Les bergers repartirent ; ils glorifiaient et louaient Dieu pour tout ce qu’ils avaient entendu et vu, selon ce qui leur avait été annoncé.
Quand fut arrivé le huitième jour, celui de la circoncision, l’enfant reçut le nom de Jésus, le nom que l’ange lui avait donné avant sa conception.
COMMENTAIRE
Ce qui me touche dans cette toute petite page d’évangile, c’est le rôle qui revient aux bergers. Le rôle aussi qui revient à Marie. Il y a là comme deux directions d’engagement qui nous sont proposées. Deux importantes invitations, complémentaires, à vrai dire, et qui demandent à s’harmoniser dans nos vies de croyants et de croyantes.
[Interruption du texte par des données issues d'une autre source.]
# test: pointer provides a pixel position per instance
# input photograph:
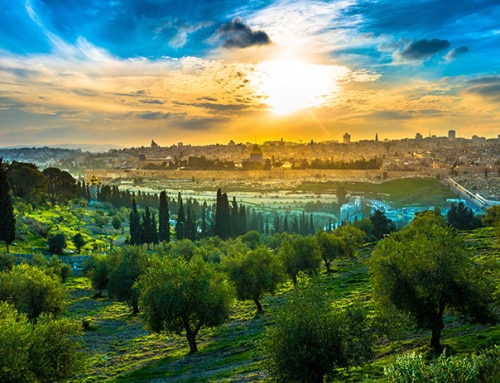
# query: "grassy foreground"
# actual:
(120, 349)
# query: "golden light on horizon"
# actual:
(289, 85)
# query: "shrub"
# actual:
(446, 369)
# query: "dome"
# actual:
(256, 151)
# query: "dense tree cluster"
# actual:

D’une part, les bergers. Ils s’empressent d’aller vers Marie et Joseph. Ce sont de pauvres gens, marginaux, délinquants peut-être. Humbles veilleurs ou pasteurs responsables dans la nuit, ils sont choisis pour être témoins privilégiés du grand œuvre que Dieu est en train d’accomplir. Les voilà qui arrivent à l’étable de Bethléem avec dans le cœur et l’esprit la bonne nouvelle que leur a dite l’Ange du Seigneur : Dieu réalise sa promesse, il nous donne un sauveur; une grande joie, une grande paix offertes à l’humanité entière, à tous les hommes et femmes de bonne volonté.
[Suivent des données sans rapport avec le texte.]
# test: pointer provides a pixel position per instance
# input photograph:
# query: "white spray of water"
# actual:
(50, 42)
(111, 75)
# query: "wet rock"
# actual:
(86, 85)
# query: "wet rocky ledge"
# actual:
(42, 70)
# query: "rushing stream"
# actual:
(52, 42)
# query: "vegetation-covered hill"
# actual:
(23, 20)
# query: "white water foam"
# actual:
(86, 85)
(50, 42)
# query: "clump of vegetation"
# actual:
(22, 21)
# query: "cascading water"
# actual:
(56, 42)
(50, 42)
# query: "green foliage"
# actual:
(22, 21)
La présence des bergers à la crèche est déconcertante pour qui regarde aux seules convenances. Marie et Joseph ne s’en étonnent pas; ils ont compris que Dieu venait chez les pauvres. Ils font l’expérience de l’inconfort et du dénuement, alors même qu’ils vivent dans l’intime proximité du Fils de Dieu. Ils apprennent à mesure leur mission et les exigences de leur fidélité au projet de Dieu. C’est ainsi qu’ils s’instruisent en écoûtant ce que racontent les bergers.
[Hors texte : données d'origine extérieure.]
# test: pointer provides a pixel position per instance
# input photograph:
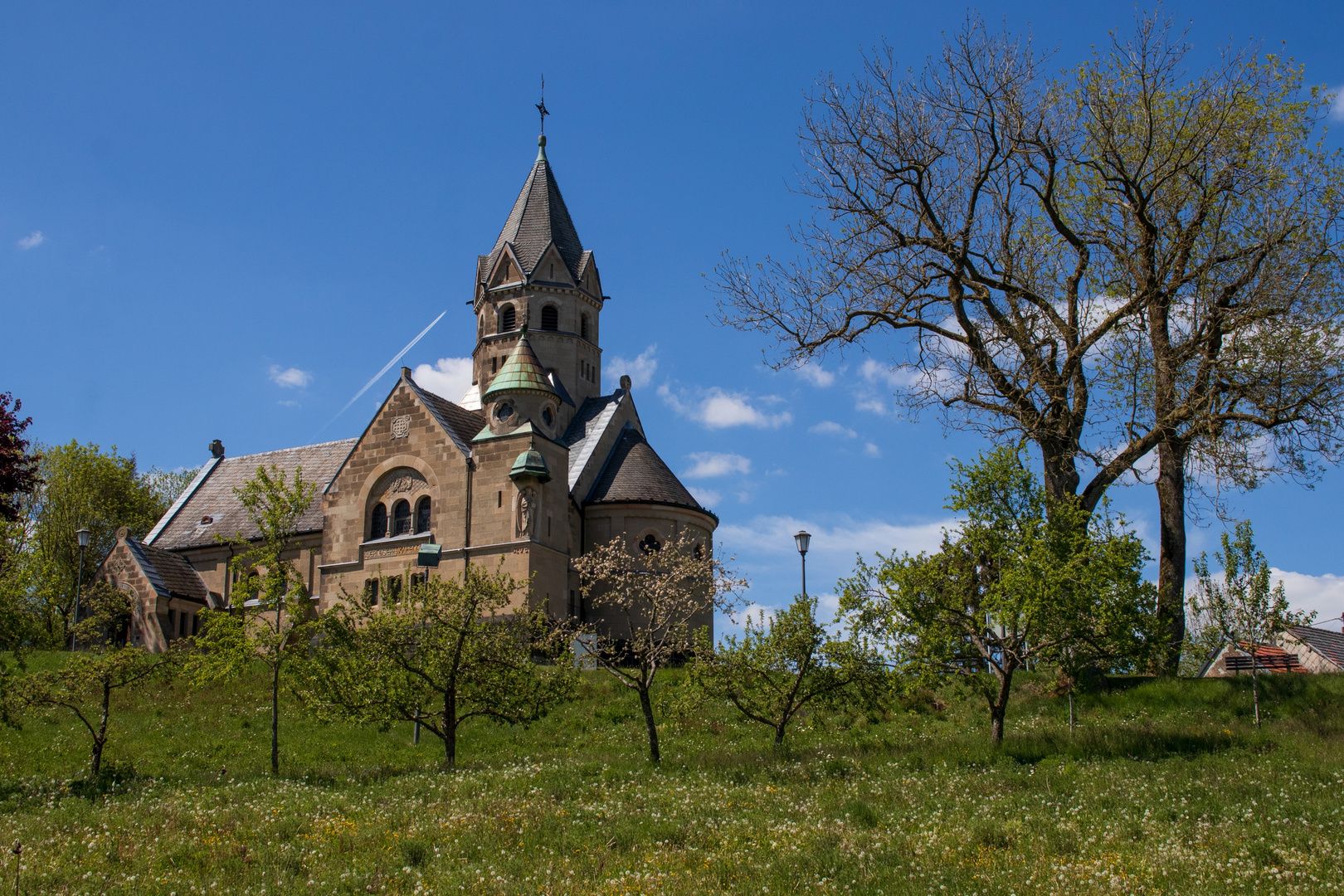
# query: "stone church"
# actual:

De Marie, il est dit qu’elle méditait tous ces événements dans son cœur. Nous comprenons que son humble et discret ruminement intérieur lui apprend à chaque instant à mieux connaître son fils et à jouer plus justement son rôle de mère et d’éducatrice de l’enfant. Elle s’émerveille et se questionne, tout à la fois, c’est sûr.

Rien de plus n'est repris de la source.